Gegenüber «Bento.de» sagt der Fussballer: «Ich glaube, dass es hier um eine politische Sache geht». In der Türkei sei er «eine laufende Zielscheibe, weil ich mich pro-kurdisch äussere».

Politikerin: Die ernste Bedrohungdlage darf nicht weiterhin verharmlost werden»

Die offiziellen Hintergründe des Zwischenfalls sind zunächst unklar. Nach Angaben eines Polizeisprechers ermittelt die Staatsanwaltschaft Aachen wegen eines versuchten Tötungsdeliktes. Die Hamburger Linke-Politikerin Cansu Özdemir kommentierte den Vorfall deutlich auf Twitter: «Befürchte, die Mordkommandos Erdoğans werden solange weitermachen bis jede/r unbequeme Mensch schweigt.

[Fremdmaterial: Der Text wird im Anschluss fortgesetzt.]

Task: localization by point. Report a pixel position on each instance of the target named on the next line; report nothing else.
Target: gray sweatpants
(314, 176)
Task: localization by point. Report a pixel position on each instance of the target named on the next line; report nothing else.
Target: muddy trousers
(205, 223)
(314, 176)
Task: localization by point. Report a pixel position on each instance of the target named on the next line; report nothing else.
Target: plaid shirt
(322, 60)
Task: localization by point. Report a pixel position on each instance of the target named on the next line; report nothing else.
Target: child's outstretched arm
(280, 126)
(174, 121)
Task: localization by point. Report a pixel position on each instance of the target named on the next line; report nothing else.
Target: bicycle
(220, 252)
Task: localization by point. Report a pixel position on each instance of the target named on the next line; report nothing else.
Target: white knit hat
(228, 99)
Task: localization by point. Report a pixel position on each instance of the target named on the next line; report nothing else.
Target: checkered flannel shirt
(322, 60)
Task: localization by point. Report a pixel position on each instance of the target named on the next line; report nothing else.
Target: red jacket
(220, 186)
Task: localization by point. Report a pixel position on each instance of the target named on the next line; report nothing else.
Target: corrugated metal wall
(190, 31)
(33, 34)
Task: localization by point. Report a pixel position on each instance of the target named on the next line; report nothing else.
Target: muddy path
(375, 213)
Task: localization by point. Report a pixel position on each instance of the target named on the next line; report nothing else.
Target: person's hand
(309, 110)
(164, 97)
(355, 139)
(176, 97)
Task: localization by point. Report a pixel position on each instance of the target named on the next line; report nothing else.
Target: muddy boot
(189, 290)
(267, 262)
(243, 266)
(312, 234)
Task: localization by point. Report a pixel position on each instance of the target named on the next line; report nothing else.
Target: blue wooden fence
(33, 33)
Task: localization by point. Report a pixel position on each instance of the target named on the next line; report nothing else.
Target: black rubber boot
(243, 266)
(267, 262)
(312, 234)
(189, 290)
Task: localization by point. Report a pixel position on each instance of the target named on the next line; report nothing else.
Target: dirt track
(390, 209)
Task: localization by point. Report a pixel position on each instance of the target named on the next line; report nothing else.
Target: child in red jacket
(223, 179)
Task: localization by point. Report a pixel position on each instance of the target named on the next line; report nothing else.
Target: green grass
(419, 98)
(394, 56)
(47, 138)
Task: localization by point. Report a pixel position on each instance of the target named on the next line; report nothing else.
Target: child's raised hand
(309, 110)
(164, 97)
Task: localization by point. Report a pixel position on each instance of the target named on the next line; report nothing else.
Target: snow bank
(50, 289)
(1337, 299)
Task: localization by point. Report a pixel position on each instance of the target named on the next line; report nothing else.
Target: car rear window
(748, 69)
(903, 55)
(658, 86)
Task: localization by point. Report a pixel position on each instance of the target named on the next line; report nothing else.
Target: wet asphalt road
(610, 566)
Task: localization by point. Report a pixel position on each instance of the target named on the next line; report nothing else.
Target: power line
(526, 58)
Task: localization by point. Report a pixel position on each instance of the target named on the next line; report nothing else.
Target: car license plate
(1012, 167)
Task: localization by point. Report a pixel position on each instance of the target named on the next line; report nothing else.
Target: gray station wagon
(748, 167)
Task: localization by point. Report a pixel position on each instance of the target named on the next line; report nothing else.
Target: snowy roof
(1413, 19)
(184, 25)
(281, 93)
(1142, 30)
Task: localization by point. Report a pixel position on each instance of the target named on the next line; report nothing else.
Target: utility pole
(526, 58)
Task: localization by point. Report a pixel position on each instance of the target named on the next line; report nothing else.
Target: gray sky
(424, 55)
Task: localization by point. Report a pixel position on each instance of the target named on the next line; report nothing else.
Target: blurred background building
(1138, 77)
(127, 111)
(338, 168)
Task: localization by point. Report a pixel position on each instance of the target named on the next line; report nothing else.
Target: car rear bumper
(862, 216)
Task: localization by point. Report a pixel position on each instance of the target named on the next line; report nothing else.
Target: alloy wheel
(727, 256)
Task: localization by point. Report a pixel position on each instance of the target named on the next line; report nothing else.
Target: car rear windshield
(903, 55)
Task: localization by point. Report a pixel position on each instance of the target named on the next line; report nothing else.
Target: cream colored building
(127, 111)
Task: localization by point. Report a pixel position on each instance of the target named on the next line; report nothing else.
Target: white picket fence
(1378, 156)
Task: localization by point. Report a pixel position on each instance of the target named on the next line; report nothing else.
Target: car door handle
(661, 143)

Die ernste Bedrohungdlage darf nicht weiterhin verharmlost werden.»

Haftstrafe wegen Terrorpropaganda

Der frühere Spieler des FC St. Pauli und des SC Paderborn steht inzwischen bei dem kurdischen Verein Amed Sportif Faaliyetler unter Vertrag, der in der dritten türkischen Liga spielt. Naki wurde in der Türkei im Mai 2017 zu einer 18-monatigen Haftstrafe auf Bewährung verurteilt. Ihm wurde Terrorpropaganda für die verbotene kurdische Arbeiterpartei PKK vorgeworfen.

Im Sommer vergangenen Jahres wurde Naki dem Bericht zufolge während eines Spiels von einem Zuschauer zusammengeschlagen. Naki spielte früher unter anderem zusammen mit Mats Hummels und Jerome Boateng in der deutschen U21-Nationalmannschaft.